Pretrained Models: Vision Transformers (ViTs)#

They are a newer architecture that brings in the power of transformers to computer vision. They have shown to be very effective in image classification tasks. They are trained on the ImageNet dataset so we can use the same class labels from the PyTorch’s Hub repo.

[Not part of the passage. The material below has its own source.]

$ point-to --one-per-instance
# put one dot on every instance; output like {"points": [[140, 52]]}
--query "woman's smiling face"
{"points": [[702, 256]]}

from torchvision.models import vit_b_16
import torch
import torchvision.transforms as T
from PIL import Image
import urllib.request
device = 'cuda' if torch.cuda.is_available() else 'cpu'
device
'cuda'
# load a sample image
img = Image.open("car.jpg").convert("RGB")
model = vit_b_16(pretrained=True).eval().to(device)
transform = T.Compose([
    T.Resize((224, 224)),
    T.ToTensor(),
    T.Normalize(mean=[0.485, 0.456, 0.406],
            std=[0.229, 0.224, 0.225])
])
# pass the image through the model
img_tensor = transform(img).unsqueeze(0).to(device)
with torch.no_grad():
    logits = model(img_tensor)
    probs = torch.nn.functional.softmax(logits, dim=1)
# Download the class labels
# Download the txt file with human-readable labels
url = "https://raw.githubusercontent.com/pytorch/hub/master/imagenet_classes.txt"
filename = "imagenet_classes.txt"
urllib.request.urlretrieve(url, filename)

# Load labels
with open(filename) as f:
    labels = [line.strip() for line in f.readlines()] # read all labels line by line
top5 = torch.topk(probs, 5) # get the top 5 probabilities and their indices
for i in range(5):
    class_id = top5.indices[0][i].item() # get the index of the top 5 classes
    score = top5.values[0][i].item() # get the score of the top 5 classes
    print(f"{i+1}. {labels[class_id]} ({score:.4f})")
1. beach wagon (0.2748)
2. pickup (0.2295)
3. grille (0.1784)
4. convertible (0.1343)
5. cab (0.0189)

The imagenet dataset was limited to 1000 classes, so our output is inaccurate. We will need to find a pretrained model that was trained on the dataset we are interested in or on a bigger dataset.